An utterance text set generation device characterized by the above.

An utterance text set creation device for creating a text set read by a speaker when constructing a speech segment DB for speech synthesis,
Appearance frequency distribution of each speech segment (hereinafter referred to as “segment distribution”) obtained from natural speech data of reading tone, and distribution of appearance frequency of phoneme duration length for each speech segment (hereinafter referred to as “continuation length distribution”) Distribution of frequency of appearance of fundamental frequency patterns for each speech unit (hereinafter referred to as “F0 distribution”), frequency distribution of speech units obtained from natural speech data of target X tone, speech unit A storage unit in which a duration distribution for each unit, a unit distribution conversion function for converting into a F0 distribution for each speech unit, a duration distribution conversion function, and an F0 distribution conversion function are stored in advance;
A utterance text set candidate creation unit that randomly extracts a predetermined number of sentences from a large amount of Japanese sentence DB and creates utterance text set candidates;
Using the utterance text set candidates, the speech synthesis process is performed by a speech synthesis program, and the phoneme sequence, the fundamental frequency pattern, and the phoneme duration time length are extracted from the speech synthesis data. And
A second segment distribution extraction unit for obtaining an appearance frequency of each speech segment from the phoneme sequence and extracting a segment distribution;
A second duration distribution extraction unit for obtaining a phoneme duration for each speech unit and extracting a duration distribution;
A second F0 distribution extraction unit for obtaining a fundamental frequency pattern for each speech unit and extracting an F0 distribution;
A segment distribution conversion function, a duration distribution conversion function, and an F0 distribution conversion function are extracted from the storage unit, and the segment distribution, duration distribution, and F0 distribution obtained from the speech synthesis data using these distribution conversion functions, respectively. A parameter distribution conversion unit for converting
An evaluation function that calculates an evaluation function using the segment distribution after conversion, duration distribution, and F0 distribution, and evaluates the utterance text set candidate,
An utterance text set generation device characterized by the above.

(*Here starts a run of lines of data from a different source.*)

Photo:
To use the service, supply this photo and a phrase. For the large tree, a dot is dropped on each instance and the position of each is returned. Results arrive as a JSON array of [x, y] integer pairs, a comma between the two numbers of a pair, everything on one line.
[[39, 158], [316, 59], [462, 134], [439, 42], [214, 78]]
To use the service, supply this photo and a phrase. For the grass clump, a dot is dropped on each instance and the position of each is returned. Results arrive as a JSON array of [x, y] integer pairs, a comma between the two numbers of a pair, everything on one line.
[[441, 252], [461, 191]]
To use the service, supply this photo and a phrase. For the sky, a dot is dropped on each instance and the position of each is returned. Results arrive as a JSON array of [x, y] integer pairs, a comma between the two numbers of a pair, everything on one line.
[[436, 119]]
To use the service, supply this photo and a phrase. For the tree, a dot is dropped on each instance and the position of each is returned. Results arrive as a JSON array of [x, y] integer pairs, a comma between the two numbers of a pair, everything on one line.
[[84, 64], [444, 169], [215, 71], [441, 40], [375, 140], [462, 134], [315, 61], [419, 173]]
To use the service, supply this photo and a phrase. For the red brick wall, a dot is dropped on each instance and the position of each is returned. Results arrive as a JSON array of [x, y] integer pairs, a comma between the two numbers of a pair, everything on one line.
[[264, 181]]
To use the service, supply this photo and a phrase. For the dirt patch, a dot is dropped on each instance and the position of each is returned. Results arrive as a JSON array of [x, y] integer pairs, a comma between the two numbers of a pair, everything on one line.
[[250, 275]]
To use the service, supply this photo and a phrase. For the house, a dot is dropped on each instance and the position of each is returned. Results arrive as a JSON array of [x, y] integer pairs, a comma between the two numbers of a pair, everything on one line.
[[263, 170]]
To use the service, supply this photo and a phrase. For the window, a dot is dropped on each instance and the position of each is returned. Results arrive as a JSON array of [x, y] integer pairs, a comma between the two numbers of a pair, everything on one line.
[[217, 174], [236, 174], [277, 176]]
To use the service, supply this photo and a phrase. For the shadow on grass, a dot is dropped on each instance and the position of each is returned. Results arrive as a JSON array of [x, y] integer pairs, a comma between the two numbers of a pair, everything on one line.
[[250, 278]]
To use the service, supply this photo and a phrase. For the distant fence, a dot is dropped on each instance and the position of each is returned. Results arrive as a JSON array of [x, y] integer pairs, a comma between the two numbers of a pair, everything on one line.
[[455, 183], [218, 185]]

The utterance text set generation device according to claim 7,
A phonological labeling unit that assigns a phonological label to the reading-tone natural voice data that reads a predetermined document in a reading-tone and the X-tone natural voice data that reads the same document in an X-tone;
A first unit distribution extraction unit that refers to the whole speech unit variation storage unit, assigns a speech unit number to a speech unit obtained from each natural speech data, and extracts a unit distribution;
A first duration distribution extractor for calculating a phoneme duration for each speech unit and extracting a duration distribution;
A first F0 distribution extraction unit that extracts a fundamental frequency pattern for each speech unit and extracts an F0 distribution;
A segment distribution conversion function for converting a segment distribution, duration distribution, and F0 distribution obtained from natural speech data in reading tone into a segment distribution, duration distribution, and F0 distribution obtained from natural speech data in X tone, A parameter distribution conversion function calculation unit for calculating a continuation length distribution conversion function and an F0 distribution conversion function,
The storage unit stores the element distribution conversion function, the duration distribution conversion function, and the F0 distribution conversion function before creating the utterance text set candidate.
An utterance text set generation device characterized by the above.

A utterance text set generation program for causing a computer to function as the utterance text set generation device according to any one of claims 5 to 8.